Companies are failing to recognise that the data they generate should be economically defined as capital, which is having an impact on their competitive strategies. What does this mean? The textbook definition of capital is that it is a produced good, as opposed to a natural resource, and is a necessary input to create other goods or services.
It’s what economists call an economic factor of production and if you don’t have it, you can’t make the things you may be interested in making. This is the view of Oracle’s senior data strategist, Paul Sonderegger, whom also argues that because organisations aren’t thinking about data in the right economic context, they’re flailing to unlock their internal “hidden data economies”.
The conversation I had with Sonderegger was very interesting, as his thoughts on company data nicely form a framework for companies thinking about their data strategies. And this is an area that we know enterprises find particularly challenging. He explained:
When you think about algorithmic services, for example, if you don't have the dataset that that algorithm requires, it is an engine with no fuel, that service literally cannot exist. And so, as a result, data is in fact a kind of capital, even though accounting rules do not allow it to be accounted for as such.
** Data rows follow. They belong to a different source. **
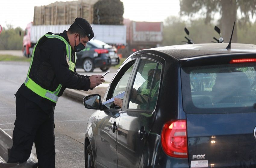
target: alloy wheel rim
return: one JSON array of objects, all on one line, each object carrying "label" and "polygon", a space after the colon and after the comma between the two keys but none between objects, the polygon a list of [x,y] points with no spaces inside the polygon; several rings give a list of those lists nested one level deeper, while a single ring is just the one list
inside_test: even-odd
[{"label": "alloy wheel rim", "polygon": [[90,60],[86,60],[84,62],[83,67],[86,71],[90,71],[92,68],[92,63]]},{"label": "alloy wheel rim", "polygon": [[87,167],[88,168],[90,168],[92,167],[92,157],[91,157],[91,154],[89,153],[88,153],[87,154]]}]

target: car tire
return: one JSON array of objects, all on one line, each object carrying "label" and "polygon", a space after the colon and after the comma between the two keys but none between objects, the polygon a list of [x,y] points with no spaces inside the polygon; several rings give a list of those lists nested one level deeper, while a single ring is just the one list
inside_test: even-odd
[{"label": "car tire", "polygon": [[89,58],[85,59],[83,63],[83,68],[86,72],[92,72],[94,69],[94,65],[92,60]]},{"label": "car tire", "polygon": [[109,69],[109,67],[100,68],[100,69],[101,69],[102,72],[106,72]]},{"label": "car tire", "polygon": [[94,168],[94,163],[92,157],[92,152],[91,145],[89,144],[86,148],[85,152],[85,168]]}]

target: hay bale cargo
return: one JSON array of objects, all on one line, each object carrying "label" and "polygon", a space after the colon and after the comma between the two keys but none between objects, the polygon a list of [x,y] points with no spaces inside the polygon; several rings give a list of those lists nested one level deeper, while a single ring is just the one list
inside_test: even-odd
[{"label": "hay bale cargo", "polygon": [[95,24],[123,25],[124,8],[120,0],[99,0],[93,5]]},{"label": "hay bale cargo", "polygon": [[33,25],[70,25],[79,17],[94,24],[122,25],[123,11],[120,0],[56,2],[35,6]]},{"label": "hay bale cargo", "polygon": [[57,2],[47,5],[35,6],[33,25],[70,25],[78,17],[92,23],[93,5],[98,0]]}]

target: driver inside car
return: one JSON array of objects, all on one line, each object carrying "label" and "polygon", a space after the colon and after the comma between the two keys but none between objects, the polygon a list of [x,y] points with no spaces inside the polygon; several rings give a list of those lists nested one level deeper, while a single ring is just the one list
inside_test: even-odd
[{"label": "driver inside car", "polygon": [[[156,73],[155,80],[153,80],[153,76],[155,70]],[[136,90],[134,88],[133,88],[132,89],[130,100],[132,102],[139,105],[137,108],[146,110],[148,97],[150,94],[151,88],[151,92],[150,97],[151,99],[152,100],[151,101],[153,102],[156,101],[157,98],[156,97],[158,94],[161,74],[161,70],[160,69],[150,69],[148,71],[148,79],[142,84],[138,88],[138,90]],[[115,98],[114,100],[114,104],[115,104],[120,107],[122,106],[123,103],[122,99]],[[152,104],[155,104],[155,103]]]}]

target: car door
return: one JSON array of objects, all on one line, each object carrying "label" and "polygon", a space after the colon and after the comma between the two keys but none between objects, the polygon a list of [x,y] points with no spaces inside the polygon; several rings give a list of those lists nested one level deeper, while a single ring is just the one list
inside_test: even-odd
[{"label": "car door", "polygon": [[163,64],[154,56],[141,57],[124,99],[123,111],[118,123],[118,167],[139,166],[156,113]]},{"label": "car door", "polygon": [[[127,63],[116,74],[103,103],[126,91],[136,58],[134,57],[126,60]],[[117,166],[116,139],[118,123],[122,112],[120,107],[113,103],[110,104],[102,105],[105,109],[101,112],[98,120],[96,131],[98,167]]]}]

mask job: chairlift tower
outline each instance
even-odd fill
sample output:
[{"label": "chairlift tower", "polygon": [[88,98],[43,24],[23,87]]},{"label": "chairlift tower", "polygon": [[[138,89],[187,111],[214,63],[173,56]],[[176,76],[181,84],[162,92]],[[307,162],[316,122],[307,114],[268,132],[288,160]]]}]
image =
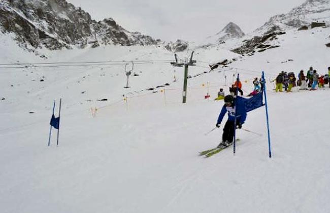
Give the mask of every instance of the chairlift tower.
[{"label": "chairlift tower", "polygon": [[126,71],[126,67],[128,64],[126,64],[125,65],[125,74],[126,74],[126,76],[127,76],[127,80],[126,80],[126,86],[124,86],[124,88],[129,88],[129,86],[128,85],[128,78],[129,78],[129,76],[132,74],[132,71],[134,69],[134,63],[133,61],[131,62],[132,62],[132,69],[128,71]]},{"label": "chairlift tower", "polygon": [[171,62],[171,64],[174,67],[182,67],[184,65],[184,78],[183,79],[183,92],[182,92],[182,103],[186,103],[187,99],[187,84],[188,81],[188,67],[189,66],[195,66],[196,60],[192,60],[192,55],[194,51],[191,52],[191,55],[189,62],[187,63],[178,63],[178,59],[177,58],[177,54],[175,54],[175,62]]}]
One of the things that is really curious about data as an asset is that the vast majority of it never goes to market. The vast majority of data gets created and used inside the same company. this would be a little bit like an oil company burning all of the oil that extracts out of the ground instead of selling it for you. And that’s a little strange.
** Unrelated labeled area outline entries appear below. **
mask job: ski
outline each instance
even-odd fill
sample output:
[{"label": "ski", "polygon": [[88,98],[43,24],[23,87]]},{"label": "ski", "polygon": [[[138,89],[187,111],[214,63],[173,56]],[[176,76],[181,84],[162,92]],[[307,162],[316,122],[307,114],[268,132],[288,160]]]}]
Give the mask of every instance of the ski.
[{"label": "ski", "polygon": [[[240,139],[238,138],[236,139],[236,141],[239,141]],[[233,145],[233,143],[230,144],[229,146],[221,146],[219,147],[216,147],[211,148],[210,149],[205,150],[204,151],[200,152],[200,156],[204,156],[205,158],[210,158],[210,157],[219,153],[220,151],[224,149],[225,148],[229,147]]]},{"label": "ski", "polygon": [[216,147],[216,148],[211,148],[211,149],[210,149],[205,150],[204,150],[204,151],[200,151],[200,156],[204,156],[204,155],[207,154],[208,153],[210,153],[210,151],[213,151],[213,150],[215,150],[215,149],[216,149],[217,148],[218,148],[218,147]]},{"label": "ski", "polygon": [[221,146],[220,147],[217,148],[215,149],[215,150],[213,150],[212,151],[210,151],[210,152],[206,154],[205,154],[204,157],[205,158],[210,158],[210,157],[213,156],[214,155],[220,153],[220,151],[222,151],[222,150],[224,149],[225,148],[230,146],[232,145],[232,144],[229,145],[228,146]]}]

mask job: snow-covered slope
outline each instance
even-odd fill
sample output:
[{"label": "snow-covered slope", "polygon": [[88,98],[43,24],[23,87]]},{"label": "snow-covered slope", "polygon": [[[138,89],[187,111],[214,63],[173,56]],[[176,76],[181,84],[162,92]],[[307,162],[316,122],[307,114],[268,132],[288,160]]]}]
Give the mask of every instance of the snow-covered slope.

As such, Sonderegger argues that because the vast amount of data creation in the digital economy happens inside companies, these companies need to recognise that they have an internal data economy that is “hidden in plain sight”.
What does this mean in practice?
If we accept that data is defined as capital, this has implications for how we think about the supply and demand of data, Sonderegger argues. He said that when application developers create apps, they’re not thinking very much about what an analyst would need from the app’s data in order to run their analytics effectively or efficiently. They’re just creating a data asset the way they want it, which leads to a diversified supply base.
Then, on the demand side, you have analysts and data scientists who are trying to discover the data assets available to them and are trying to get them into the shape that they need. Sonderegger explained:
And there are no market signals inside the firm that indicate which datasets are the most scarce, the most valuable - the datasets that are going to be the most effective in changing some outcome, some decision or action.
Individual departments aren't going to start buying and selling data assets to one another. So what do you do? So if you have a hidden data economy, and the transaction costs of getting data from its point of creation to its multiple points of views are too high, but you're not actually going to have true market competition to drive that down, what do you do?
Clearly in line with Oracle’s product portfolio, Sonderegger argues that this is why autonomous data management is necessary. If a company has an autonomous data platform that handles all of these data management tasks automatically, on its own, and makes the data easier to repurpose, this would drive down the transaction costs of getting data from its point of origin to its multiple points of use. Transaction costs in this context are the time that analysts and data scientists spend looking for the data and making it useable. Sonderegger added:
So the key, we think, is a data exchange to make it easier to discover these data assets - not just that they exist, but what they're like, what they contain.
Sonderegger adds that there are three critical attributes to data in the enterprise that companies thinking about their data strategies should be aware of. These are:
Data is non-rivalrous. This means that multiple people can use the same data set simultaneously (unlike physical capital assets).
Data is also non-fungible. This means that one data set is not equivalent to another, which brings data scarcity into content. The implication for this is that companies are actually in competition for datasets and this should direct your competitive strategy.
Data is an experience good. In other words, you don’t what it’s worth until after you have and after you’ve used it.
So, knowing all of this, what should an enterprise wanting to get to grips with its data do? What approach should it take? Sonderegger suggests:
It’s just all about following the money, and helping the data to flow to where the money either is spent, or where it is generated. And so companies should first look at, where are your big costs generated? And where do you generate the most revenue? And then look into those processes, and the decision points in those processes, looking for opportunities to inject AI there.
The big challenge really is about imagination. The big challenge is really seeing the data that isn't there yet. That means looking at interactions with customers, looking at interactions with partners, and imagining how they might be not just more efficient, but might be redesigned entirely.